问题
As i want to remove duplicated placeholders in a html website, i use the .next_sibling operator of BeautifulSoup. As long as the duplicates are in the same line, this works fine (see data). But sometimes there is a empty line between them - so i want .next_sibling to ignore them (have a look at data2)
That is the code:
from bs4 import BeautifulSoup, Tag
data = "<p>method-removed-here</p><p>method-removed-here</p><p>method-removed-here</p>"

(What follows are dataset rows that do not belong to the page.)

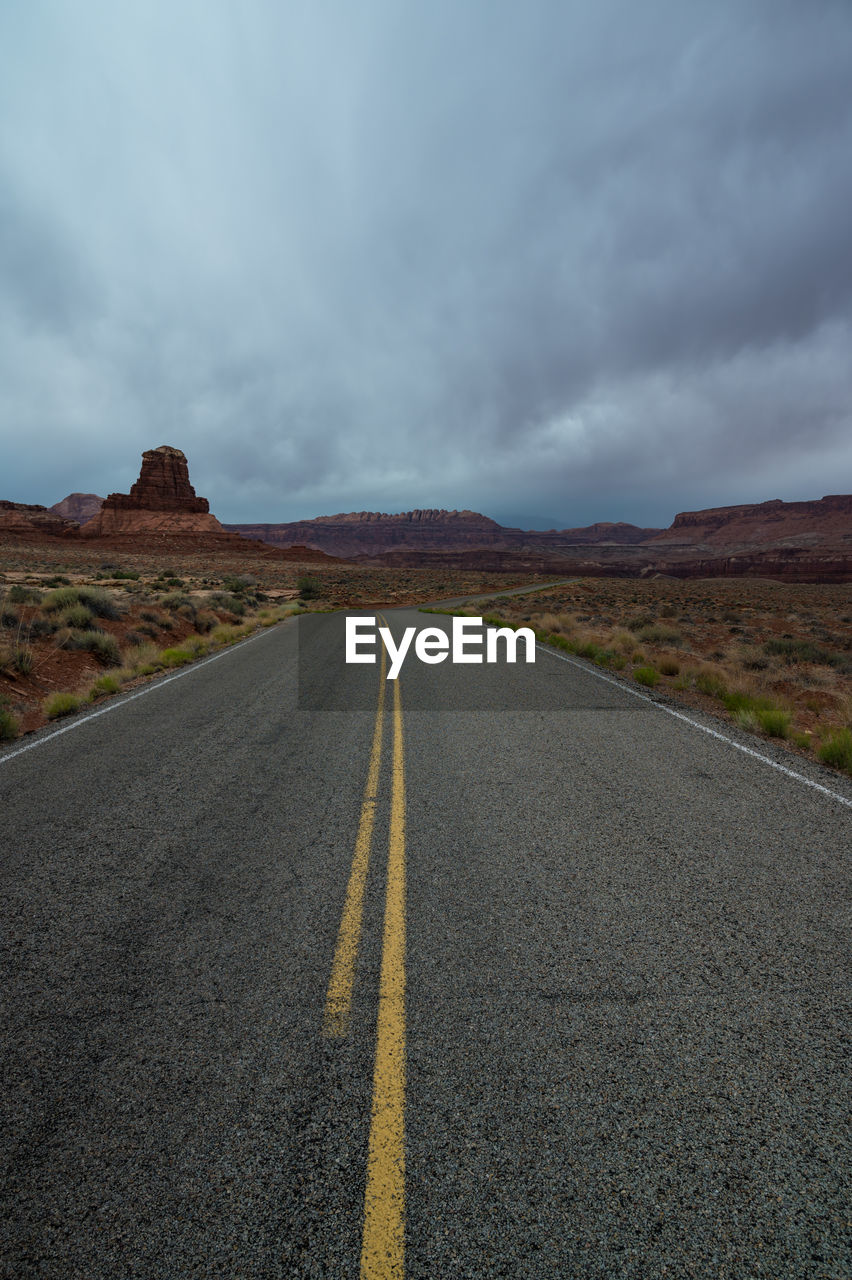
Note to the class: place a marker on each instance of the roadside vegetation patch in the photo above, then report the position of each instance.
(774, 658)
(62, 704)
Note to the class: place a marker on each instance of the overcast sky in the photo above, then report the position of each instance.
(560, 260)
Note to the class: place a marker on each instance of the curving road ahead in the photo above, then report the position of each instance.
(590, 1001)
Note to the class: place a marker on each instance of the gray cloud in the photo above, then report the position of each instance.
(573, 260)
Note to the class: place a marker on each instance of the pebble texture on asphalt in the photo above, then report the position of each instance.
(627, 973)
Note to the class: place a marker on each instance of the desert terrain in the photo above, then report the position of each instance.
(774, 658)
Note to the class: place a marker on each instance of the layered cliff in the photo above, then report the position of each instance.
(22, 521)
(78, 507)
(376, 534)
(160, 502)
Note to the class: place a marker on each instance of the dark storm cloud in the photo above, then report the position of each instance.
(581, 260)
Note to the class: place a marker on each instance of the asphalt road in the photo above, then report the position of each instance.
(599, 973)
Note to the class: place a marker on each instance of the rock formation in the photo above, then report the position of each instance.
(798, 542)
(23, 521)
(371, 533)
(78, 507)
(160, 502)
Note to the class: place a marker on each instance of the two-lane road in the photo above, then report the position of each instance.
(594, 997)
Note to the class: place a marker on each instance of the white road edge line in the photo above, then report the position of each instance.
(129, 698)
(705, 728)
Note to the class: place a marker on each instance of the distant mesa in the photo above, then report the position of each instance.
(161, 501)
(375, 534)
(79, 507)
(23, 520)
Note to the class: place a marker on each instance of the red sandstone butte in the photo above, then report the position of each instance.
(78, 507)
(160, 502)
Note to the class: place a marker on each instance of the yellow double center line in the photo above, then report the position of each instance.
(383, 1252)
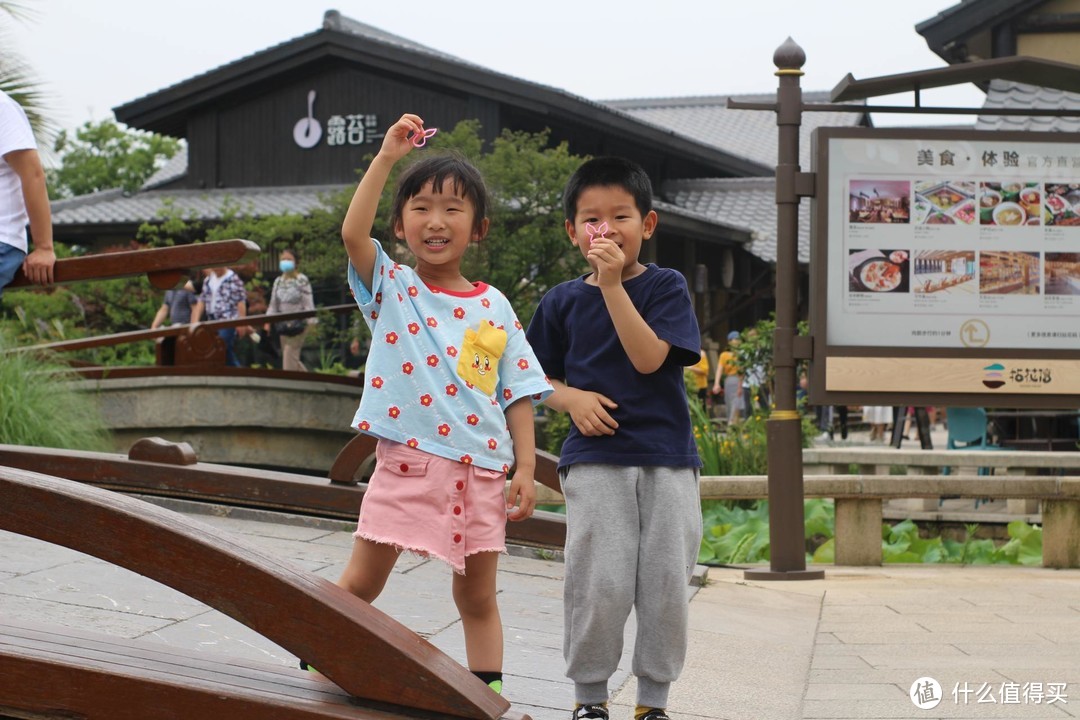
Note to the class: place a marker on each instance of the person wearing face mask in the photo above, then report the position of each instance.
(291, 293)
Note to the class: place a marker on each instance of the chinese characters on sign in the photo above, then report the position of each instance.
(355, 128)
(953, 239)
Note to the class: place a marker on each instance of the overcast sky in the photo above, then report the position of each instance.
(95, 54)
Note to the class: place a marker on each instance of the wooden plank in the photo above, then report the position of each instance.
(163, 266)
(364, 651)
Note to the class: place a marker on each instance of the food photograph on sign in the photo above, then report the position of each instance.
(1063, 273)
(944, 202)
(944, 272)
(1010, 204)
(879, 201)
(1009, 272)
(1062, 204)
(878, 271)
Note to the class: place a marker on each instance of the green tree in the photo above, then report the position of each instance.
(16, 76)
(105, 154)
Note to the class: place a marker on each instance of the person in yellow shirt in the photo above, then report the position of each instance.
(729, 379)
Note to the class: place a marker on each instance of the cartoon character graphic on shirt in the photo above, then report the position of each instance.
(481, 351)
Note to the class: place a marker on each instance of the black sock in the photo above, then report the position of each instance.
(490, 678)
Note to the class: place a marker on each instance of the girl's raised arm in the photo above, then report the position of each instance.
(356, 228)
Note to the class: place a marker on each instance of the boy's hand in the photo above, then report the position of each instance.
(396, 144)
(589, 410)
(607, 259)
(521, 497)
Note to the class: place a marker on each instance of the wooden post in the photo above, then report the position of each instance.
(784, 428)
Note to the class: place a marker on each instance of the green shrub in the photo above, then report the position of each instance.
(40, 407)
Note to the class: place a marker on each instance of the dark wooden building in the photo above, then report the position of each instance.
(275, 130)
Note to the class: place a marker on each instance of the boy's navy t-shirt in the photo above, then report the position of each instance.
(575, 340)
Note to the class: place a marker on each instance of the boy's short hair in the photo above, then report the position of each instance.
(608, 173)
(437, 168)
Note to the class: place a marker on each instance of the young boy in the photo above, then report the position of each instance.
(613, 343)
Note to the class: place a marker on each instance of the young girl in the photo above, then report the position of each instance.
(449, 380)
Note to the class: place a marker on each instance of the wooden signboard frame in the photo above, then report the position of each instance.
(956, 361)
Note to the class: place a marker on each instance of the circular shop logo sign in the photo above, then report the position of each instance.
(926, 693)
(974, 334)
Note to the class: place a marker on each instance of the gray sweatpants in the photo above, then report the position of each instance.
(632, 541)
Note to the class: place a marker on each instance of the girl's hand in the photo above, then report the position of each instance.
(521, 498)
(396, 143)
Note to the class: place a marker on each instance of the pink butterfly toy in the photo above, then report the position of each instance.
(419, 139)
(596, 231)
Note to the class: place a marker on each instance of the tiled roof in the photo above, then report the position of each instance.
(748, 134)
(115, 207)
(1004, 94)
(742, 203)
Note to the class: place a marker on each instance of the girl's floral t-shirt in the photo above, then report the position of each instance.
(443, 366)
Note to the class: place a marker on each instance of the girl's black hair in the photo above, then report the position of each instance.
(439, 168)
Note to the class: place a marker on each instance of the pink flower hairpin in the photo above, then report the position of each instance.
(596, 230)
(419, 139)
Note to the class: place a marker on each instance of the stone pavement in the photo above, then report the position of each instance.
(846, 647)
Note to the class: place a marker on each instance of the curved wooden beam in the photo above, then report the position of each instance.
(364, 651)
(162, 265)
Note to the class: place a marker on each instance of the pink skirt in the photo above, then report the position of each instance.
(433, 506)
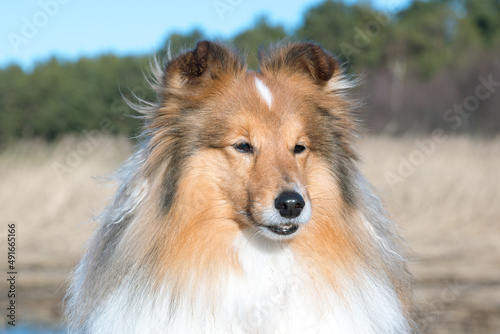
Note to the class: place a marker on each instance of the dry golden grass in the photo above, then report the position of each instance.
(448, 208)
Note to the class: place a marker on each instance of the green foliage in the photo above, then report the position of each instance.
(262, 35)
(422, 44)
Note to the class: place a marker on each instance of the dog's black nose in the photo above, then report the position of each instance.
(289, 204)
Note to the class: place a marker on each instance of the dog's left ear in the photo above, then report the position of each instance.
(306, 58)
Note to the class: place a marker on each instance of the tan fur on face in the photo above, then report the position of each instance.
(198, 193)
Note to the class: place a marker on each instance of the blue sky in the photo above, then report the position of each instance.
(34, 30)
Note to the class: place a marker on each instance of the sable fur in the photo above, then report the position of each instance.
(154, 239)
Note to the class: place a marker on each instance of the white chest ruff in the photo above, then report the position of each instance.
(272, 294)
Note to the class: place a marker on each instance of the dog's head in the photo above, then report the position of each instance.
(273, 144)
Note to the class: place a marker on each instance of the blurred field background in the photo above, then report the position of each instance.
(448, 209)
(430, 75)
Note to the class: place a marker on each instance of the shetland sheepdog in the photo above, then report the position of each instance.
(243, 210)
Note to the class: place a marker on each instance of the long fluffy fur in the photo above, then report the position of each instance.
(157, 264)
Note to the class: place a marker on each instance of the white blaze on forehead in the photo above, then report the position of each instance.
(264, 91)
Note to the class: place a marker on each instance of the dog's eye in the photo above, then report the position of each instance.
(299, 149)
(243, 147)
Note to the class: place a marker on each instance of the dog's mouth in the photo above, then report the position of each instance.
(283, 229)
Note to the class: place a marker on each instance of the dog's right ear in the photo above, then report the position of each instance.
(208, 61)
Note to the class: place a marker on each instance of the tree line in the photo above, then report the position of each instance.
(431, 65)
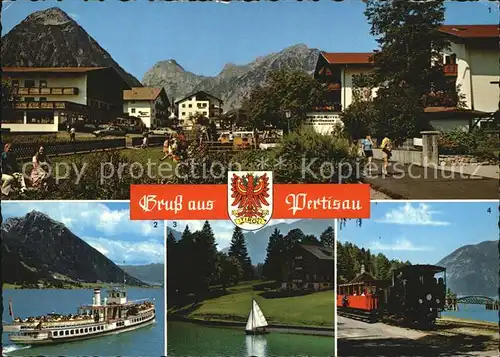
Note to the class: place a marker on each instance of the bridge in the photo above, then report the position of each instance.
(490, 303)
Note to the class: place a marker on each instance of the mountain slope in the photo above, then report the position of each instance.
(51, 252)
(473, 269)
(150, 273)
(234, 82)
(50, 38)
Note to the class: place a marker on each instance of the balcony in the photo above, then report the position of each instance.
(46, 105)
(47, 91)
(336, 107)
(450, 70)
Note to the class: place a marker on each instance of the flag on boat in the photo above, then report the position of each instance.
(11, 313)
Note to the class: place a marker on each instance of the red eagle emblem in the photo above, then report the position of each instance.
(249, 193)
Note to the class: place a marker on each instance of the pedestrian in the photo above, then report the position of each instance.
(72, 134)
(367, 145)
(10, 171)
(386, 147)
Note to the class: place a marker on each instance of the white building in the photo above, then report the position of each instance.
(46, 98)
(149, 104)
(472, 61)
(199, 102)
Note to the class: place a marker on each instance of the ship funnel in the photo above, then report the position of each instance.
(97, 297)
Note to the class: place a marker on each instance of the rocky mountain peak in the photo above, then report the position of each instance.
(52, 16)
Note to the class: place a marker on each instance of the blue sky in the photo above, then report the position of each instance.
(203, 37)
(105, 226)
(423, 233)
(223, 229)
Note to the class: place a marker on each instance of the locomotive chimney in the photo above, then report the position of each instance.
(97, 297)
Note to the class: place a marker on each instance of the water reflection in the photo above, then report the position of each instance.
(256, 345)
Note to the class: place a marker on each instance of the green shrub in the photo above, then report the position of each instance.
(477, 143)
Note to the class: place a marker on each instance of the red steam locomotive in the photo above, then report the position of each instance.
(415, 294)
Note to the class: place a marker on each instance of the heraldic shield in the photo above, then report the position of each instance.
(250, 198)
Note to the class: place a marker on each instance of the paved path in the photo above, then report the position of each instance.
(417, 182)
(356, 338)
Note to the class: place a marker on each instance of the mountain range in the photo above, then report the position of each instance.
(51, 38)
(37, 249)
(473, 269)
(150, 273)
(257, 241)
(234, 82)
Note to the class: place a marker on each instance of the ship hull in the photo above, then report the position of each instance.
(256, 332)
(53, 341)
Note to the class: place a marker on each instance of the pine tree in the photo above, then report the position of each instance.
(238, 250)
(327, 238)
(271, 269)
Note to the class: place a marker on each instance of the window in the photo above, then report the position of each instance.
(29, 83)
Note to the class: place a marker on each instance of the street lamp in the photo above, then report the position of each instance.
(288, 115)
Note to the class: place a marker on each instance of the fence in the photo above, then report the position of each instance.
(25, 151)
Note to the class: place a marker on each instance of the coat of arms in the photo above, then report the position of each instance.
(250, 198)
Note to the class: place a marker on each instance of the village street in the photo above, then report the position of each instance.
(357, 338)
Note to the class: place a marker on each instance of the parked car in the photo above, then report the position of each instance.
(162, 131)
(110, 131)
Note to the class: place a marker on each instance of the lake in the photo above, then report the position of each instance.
(146, 341)
(186, 339)
(473, 312)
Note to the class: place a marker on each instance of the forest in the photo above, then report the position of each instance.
(195, 265)
(350, 258)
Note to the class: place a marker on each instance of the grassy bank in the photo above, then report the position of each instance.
(313, 310)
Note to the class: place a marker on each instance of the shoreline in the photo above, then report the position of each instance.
(293, 329)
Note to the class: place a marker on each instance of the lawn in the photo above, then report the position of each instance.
(309, 310)
(148, 159)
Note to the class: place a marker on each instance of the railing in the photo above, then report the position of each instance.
(328, 108)
(25, 151)
(46, 105)
(450, 69)
(47, 91)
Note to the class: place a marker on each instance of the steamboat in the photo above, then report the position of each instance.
(110, 315)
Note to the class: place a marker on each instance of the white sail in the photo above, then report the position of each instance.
(256, 318)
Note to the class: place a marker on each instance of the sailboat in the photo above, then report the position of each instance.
(256, 324)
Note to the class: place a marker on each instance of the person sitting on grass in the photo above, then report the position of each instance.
(10, 171)
(38, 175)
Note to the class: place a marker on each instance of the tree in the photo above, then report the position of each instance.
(296, 91)
(238, 250)
(9, 99)
(327, 238)
(409, 64)
(272, 264)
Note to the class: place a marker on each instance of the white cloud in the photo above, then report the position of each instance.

data2 = """<p>method-removed-here</p>
<p>method-removed-here</p>
<p>method-removed-here</p>
<p>method-removed-here</p>
<p>method-removed-here</p>
"""
soup = BeautifulSoup(data)
string = 'method-removed-here'
for p in soup.find_all("p"):
while isinstance(p.next_sibling, Tag) and p.next_sibling.name== 'p' and p.text==string:
p.next_sibling.decompose()
print(soup)
Output for data is as expected:
<html><head></head><body><p>method-removed-here</p></body></html>
Output for data2 (this needs to be fixed):
<html><head></head><body><p>method-removed-here</p>
<p>method-removed-here</p>
<p>method-removed-here</p>
<p>method-removed-here</p>
<p>method-removed-here</p>
</body></html>
I couldn't find useful information for that in the BeautifulSoup4 documentation and .next_element is also not what i am looking for.
回答1:
I could solve this issue with a workaround. The problem is described in the google-group for BeautifulSoup and they suggest to use a preprocessor for html-files:
def bs_preprocess(html):
"""remove distracting whitespaces and newline characters"""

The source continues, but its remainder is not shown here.